Bringing the bias home: Take a walk around your house and explore which items you have an emotional attachment to and why that attachment exists. Consider if those feelings stem from the IKEA effect or from the Endowment effect.

If there are items that you do not have an attachment to, explore why that sense of ownership or emotion does not exist for those items. (Hint: your partner or someone else likely brought those things into your life.)

How this bias can help or hurt our behavior change programs


The beauty of this bias is that it opens the door for co-creation: involving members of your target audience in various steps of the project.

As audience members get involved in shaping solutions, designing plans, and implementing activities, they begin to place greater value on the program. The result goes way beyond emotional attachment, it leads to important stakeholders having a vested interest in the success of the project.

In the near-term, co-creation establishes stronger ideas, collaboration, and relationships.

In the longer term, it can be a key ingredient to sustainability when the audience or community take over ownership of the program.

There are many ways to incorporate co-creation into a program.
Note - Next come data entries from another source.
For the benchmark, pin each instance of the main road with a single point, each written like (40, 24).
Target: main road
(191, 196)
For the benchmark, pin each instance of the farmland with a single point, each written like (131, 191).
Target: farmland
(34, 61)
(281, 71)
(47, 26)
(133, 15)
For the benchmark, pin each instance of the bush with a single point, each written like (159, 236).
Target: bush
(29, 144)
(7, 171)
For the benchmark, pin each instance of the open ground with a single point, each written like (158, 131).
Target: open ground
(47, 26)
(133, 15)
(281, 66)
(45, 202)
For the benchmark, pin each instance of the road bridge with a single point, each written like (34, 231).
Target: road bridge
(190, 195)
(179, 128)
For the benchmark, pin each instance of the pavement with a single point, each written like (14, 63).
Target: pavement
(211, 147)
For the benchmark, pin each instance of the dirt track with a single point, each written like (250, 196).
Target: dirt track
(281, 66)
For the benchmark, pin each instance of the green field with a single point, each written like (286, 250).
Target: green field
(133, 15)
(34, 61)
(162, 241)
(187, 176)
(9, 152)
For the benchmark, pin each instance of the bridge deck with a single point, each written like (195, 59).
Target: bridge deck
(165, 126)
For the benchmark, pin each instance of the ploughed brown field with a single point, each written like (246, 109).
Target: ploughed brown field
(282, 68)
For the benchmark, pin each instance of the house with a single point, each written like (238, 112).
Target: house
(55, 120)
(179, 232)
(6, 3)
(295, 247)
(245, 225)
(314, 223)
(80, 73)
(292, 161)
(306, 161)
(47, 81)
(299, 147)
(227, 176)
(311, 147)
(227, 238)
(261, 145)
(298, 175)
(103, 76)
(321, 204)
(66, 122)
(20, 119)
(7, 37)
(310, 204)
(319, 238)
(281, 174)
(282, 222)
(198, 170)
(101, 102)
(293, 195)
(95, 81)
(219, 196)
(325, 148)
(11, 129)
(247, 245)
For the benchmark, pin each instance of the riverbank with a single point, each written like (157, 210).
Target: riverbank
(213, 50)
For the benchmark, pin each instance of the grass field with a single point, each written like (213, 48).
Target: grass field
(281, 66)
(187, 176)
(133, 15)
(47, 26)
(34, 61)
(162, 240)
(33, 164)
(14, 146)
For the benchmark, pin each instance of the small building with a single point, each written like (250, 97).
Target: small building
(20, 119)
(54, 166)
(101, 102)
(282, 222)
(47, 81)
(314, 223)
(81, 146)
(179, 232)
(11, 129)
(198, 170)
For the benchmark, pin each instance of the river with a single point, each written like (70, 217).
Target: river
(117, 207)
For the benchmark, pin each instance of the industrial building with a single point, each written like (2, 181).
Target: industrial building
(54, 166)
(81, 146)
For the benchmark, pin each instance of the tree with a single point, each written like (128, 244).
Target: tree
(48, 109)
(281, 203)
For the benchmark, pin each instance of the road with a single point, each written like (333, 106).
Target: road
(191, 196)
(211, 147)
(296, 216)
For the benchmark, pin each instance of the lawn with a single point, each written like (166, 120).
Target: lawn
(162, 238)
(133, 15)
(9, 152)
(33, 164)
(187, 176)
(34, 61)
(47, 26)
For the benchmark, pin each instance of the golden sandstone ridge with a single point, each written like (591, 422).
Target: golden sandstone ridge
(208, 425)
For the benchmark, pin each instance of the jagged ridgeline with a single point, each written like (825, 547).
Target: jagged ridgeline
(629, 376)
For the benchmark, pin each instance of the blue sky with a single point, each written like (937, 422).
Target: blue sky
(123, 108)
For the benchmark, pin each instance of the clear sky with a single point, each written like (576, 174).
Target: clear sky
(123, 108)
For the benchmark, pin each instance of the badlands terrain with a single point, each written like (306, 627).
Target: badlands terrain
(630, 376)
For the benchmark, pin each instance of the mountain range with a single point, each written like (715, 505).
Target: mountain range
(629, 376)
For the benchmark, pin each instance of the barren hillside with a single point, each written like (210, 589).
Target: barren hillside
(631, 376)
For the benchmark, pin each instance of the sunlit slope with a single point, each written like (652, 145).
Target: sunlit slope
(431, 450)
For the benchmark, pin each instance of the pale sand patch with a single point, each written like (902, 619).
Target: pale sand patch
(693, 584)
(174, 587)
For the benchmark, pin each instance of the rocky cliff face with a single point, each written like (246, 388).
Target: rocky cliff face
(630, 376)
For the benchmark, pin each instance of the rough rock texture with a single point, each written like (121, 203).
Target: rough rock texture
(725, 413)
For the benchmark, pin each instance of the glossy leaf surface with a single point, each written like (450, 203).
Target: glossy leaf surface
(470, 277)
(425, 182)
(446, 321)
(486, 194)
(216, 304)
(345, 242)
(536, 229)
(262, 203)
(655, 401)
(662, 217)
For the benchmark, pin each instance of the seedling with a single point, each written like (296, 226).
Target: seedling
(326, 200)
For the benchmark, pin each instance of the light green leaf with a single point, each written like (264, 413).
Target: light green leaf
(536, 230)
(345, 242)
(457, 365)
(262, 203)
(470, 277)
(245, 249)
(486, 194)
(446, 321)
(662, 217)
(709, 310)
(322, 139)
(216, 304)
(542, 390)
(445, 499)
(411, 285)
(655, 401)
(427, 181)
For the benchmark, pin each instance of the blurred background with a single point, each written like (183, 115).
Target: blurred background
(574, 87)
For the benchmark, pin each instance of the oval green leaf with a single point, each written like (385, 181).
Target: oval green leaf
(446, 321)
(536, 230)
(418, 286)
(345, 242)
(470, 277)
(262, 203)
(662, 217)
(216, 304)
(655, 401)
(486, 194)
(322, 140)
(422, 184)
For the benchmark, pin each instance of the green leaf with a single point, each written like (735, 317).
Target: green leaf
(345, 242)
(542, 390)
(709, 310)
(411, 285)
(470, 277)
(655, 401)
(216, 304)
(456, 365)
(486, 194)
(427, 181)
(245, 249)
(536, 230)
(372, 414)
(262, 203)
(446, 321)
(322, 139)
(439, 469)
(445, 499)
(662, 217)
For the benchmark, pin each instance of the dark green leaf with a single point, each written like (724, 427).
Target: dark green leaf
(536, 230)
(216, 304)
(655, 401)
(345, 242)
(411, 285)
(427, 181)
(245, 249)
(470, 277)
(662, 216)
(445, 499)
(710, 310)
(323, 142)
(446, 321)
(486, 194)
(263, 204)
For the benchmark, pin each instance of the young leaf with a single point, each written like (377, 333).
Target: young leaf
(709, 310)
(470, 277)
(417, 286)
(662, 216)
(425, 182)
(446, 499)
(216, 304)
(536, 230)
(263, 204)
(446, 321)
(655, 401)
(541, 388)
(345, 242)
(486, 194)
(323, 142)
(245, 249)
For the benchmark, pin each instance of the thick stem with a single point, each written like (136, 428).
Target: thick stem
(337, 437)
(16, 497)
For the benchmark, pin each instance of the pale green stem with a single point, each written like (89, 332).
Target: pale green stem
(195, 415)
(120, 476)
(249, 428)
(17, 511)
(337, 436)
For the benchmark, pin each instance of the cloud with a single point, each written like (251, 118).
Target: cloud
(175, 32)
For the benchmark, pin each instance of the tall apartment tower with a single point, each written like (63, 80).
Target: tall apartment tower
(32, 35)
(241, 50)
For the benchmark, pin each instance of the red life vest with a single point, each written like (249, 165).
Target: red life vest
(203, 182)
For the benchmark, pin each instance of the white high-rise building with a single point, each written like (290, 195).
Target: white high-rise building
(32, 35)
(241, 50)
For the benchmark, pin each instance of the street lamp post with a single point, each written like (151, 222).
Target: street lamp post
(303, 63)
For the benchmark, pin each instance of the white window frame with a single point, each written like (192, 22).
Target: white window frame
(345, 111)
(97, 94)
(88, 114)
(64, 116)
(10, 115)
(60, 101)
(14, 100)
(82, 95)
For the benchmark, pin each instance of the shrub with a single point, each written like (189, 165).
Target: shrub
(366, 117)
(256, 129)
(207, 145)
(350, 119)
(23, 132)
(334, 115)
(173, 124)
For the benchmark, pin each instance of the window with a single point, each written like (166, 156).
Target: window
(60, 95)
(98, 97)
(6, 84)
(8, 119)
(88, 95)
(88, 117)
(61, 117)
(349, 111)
Consider including it when you’re:

  • Exploring root causes of a conservation or sustainability issue.
  • Developing solutions for your behavior change program.
  • Evaluating creative concepts for an outreach campaign.
  • Conducting annual planning and goal setting within your organization.
  • Designing events and activities for the audience.
  • Building a new app, program, or resource.


This bias can hurt our efforts when we show up with all our plans, solutions, and activities fully baked before involving or consulting the audience. Sure, the audience may accept the project, just as we would welcome a well-built, quality piece of furniture, but they may not care about it that much.
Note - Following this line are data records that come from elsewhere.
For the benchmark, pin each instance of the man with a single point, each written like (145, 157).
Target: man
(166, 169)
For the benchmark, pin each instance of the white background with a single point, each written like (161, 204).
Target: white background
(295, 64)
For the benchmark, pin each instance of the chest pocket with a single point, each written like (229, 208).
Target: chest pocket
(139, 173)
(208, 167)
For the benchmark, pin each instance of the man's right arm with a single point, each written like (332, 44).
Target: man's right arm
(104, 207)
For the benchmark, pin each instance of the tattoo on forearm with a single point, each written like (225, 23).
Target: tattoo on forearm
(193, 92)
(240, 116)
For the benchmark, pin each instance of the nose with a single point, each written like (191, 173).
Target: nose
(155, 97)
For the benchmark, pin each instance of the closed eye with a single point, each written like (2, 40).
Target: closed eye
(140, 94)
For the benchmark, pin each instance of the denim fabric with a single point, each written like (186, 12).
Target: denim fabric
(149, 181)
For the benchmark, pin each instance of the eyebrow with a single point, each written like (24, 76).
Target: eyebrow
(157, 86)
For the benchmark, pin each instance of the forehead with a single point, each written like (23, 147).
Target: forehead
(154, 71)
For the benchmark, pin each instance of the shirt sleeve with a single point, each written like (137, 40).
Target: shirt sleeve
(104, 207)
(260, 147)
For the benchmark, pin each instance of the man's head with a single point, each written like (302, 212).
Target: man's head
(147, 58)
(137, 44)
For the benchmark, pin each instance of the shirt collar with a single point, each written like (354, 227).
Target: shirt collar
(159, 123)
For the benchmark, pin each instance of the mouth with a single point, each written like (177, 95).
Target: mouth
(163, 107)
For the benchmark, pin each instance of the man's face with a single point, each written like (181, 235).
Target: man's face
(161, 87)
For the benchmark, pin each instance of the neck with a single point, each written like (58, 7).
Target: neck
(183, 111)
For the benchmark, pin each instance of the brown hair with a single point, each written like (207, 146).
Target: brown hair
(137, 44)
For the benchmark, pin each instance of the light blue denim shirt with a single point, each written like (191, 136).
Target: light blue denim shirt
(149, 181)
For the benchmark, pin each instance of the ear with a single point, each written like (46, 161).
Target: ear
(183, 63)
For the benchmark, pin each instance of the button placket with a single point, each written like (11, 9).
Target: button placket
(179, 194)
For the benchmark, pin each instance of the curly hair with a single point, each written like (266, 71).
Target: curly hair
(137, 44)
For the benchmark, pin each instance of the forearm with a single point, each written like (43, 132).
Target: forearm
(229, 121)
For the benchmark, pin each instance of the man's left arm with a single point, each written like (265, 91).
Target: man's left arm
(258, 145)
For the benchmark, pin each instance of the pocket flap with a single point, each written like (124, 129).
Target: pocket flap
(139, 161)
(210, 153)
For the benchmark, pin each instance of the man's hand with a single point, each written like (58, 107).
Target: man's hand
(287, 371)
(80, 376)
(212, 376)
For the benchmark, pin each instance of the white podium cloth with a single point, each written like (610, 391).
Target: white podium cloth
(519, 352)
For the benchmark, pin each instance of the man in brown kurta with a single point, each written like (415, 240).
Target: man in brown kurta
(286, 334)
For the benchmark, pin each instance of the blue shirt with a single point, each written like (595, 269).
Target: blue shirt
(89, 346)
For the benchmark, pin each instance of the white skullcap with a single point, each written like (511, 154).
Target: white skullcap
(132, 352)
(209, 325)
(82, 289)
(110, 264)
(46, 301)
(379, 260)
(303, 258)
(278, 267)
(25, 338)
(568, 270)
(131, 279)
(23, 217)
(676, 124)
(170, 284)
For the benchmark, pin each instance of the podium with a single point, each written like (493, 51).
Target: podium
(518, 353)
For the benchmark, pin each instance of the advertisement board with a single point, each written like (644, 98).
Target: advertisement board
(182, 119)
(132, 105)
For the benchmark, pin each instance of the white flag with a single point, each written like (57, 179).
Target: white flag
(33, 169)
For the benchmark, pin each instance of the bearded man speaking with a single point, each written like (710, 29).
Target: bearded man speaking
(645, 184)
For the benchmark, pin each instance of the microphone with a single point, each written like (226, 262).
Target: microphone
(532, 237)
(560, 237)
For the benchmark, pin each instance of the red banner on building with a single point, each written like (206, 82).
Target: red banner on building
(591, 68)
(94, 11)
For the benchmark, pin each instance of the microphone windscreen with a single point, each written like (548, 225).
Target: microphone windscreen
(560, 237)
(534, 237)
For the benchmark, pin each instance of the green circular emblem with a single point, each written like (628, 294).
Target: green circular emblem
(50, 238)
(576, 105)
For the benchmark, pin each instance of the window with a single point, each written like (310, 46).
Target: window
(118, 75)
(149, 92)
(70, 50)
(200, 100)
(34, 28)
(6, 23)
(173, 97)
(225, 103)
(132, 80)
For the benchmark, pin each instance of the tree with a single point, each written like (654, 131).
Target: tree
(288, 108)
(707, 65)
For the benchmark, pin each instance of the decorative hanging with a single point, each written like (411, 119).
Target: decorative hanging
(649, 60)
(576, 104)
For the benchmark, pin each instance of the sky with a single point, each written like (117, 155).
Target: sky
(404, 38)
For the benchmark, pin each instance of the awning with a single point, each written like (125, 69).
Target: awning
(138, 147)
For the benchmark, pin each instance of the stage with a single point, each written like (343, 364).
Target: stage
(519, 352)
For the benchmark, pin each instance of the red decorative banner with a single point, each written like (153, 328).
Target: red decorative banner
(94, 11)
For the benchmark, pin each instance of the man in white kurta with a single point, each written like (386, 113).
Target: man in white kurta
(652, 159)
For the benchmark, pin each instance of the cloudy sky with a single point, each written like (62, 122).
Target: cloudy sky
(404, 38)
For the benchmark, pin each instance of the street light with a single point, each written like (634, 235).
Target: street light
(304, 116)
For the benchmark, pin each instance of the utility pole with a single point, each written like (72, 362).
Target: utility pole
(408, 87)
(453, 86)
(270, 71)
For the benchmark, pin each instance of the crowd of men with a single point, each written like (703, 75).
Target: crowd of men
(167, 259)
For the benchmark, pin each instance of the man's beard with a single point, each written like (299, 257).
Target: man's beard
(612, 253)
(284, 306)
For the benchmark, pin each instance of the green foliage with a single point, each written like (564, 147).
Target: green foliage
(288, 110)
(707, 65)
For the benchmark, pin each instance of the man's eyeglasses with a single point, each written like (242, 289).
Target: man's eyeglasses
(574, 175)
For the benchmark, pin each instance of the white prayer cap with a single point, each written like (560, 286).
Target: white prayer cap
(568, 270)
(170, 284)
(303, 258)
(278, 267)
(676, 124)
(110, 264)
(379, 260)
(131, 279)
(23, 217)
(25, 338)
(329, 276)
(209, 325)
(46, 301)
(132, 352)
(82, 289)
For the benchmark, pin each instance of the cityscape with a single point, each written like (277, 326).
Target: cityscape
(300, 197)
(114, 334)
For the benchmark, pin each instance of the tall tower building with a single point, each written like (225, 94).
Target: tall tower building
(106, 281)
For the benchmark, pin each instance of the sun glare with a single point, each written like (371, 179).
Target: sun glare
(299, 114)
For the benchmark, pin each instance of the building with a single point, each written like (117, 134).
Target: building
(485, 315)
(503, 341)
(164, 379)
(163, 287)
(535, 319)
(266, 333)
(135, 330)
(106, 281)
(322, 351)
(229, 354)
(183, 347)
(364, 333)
This may leave implementing organizations carrying the burden of constantly showcasing the importance and value of the work they’re doing without the audience adding their voice to the mix.

In the worst-case scenario, a lack of involvement by the audience can lead to pushback and resistance. This happens when solutions feel like they’re being forced upon them, or if concerns about the program go unaddressed because there isn’t room to adjust the plans.

Think of this as receiving a damaged, poorly-built dresser that you didn’t ask for, you don’t believe you need, and you can’t return. Yuck.

If you are experiencing conflict in your program, then this post may be helpful.


The IKEA effect has an important threshold to be mindful of. Asking the audience to build too much, or making it too confusing or difficult to build, can produce an adverse effect – like giving up!

The dresser I received came close to that threshold as it took much longer to build than I would have expected. If the instructions weren’t clear, then I would have hated the dresser and the company for putting me through such a terrible experience.

To avoid tipping over this threshold, include the audience but don’t dump it all on their shoulders, and give clear guidance for how they can provide input and get involved.

I hope you enjoyed learning about one of the many ways we’re wired.